Clementines are pretty much the greatest. They’re like, all
the things you like about oranges, without the things you don’t (like the
hard-to-peel peel). And they are small so you can have two without feeling like
a piggy. I like to take them to work for a healthy snack/paperweight. But, one
thing that drives me crazy is that it seems like you can only buy them in
crates. It’s difficult, in fact nearly impossible, for me to eat an entire
crate of clementines before they start to go bad. So, I was pretty excited to
see this recipe for clementine beef stir-fry on the Daisy’s World blog. She
called it spicy but it really didn’t turn out spicy in the least so I
eliminated that from my name. But it was delicious! And if you top it with some
clementine zest, that flavor really comes through. They were just a little
sweet with some saltiness and tanginess that was really nice and flavorful. She
made hers with spinach but I used broccoli, and really you can use any veggie
you like. I might add in some onions next time.
Ingredients:
3 Tbsps. soy sauce
1 Tbsp. cornstarch
1 1/2 pounds tri-tip, skirt or flank steak, sliced thinly
2 Tbsps. Shaoxing Rice Wine or dry Sherry
2 Tbsps. hoisin sauce
2 Tbsps. honey
1 Tbsp. Sriracha chili sauce
Red pepper flakes, to taste (optional)
3 Tbsps. soy sauce
1/3 cup freshly squeezed clementine juice
2 clementines, for zest
3 to 4 Tbsps. vegetable oil, as needed
3 cloves garlic, minced
2 Tbsps. fresh ginger, minced
6 oz. broccoli (or other veggie)
Freshly ground black pepper, to taste
Start by mixing up the soy sauce and cornstarch in a bowl.
You want to mix well to break up the cornstarch (a whisk helps). Add the beef
strips and mix before covering and refrigerating for 30 minutes. Next mix up
your sauce in a small bowl. Whisk rice wine or sherry, hoisin, honey, Sriracha,
red pepper flakes, soy sauce, clementine juice and the zest of one clementine
until combined. Set this aside for later.
Heat your oil on high in a pan or wok, and brown the beef.

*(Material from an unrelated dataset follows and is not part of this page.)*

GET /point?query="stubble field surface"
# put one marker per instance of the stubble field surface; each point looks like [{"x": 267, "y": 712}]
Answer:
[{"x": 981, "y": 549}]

Work in small batches so you don’t crowd the pan. This makes sure your beef
gets nice and browned. This is a dangerous step, since the oil is so hot it
tends to spatter a lot. Be careful, and if you have to turn the heat down, the
world will not end. Use a slotted spoon to move the beef to a plate and set
aside.
If you need more oil, add a little. We didn’t. Then add the
garlic and ginger and cook about one minute. We definitely turned the heat down
to medium for this because we didn’t want to burn the garlic. Add in the sauce
mixture and cook until reduced and thickened which should take about 5 minutes
or so. We added the broccoli back in after about two minutes because it will
take a little longer than other veggies to soften up a little bit. After the
sauce has thickened add the beef back into the pan for another minute, stirring
to coat it in sauce. Serve over rice and garnish with clementine zest.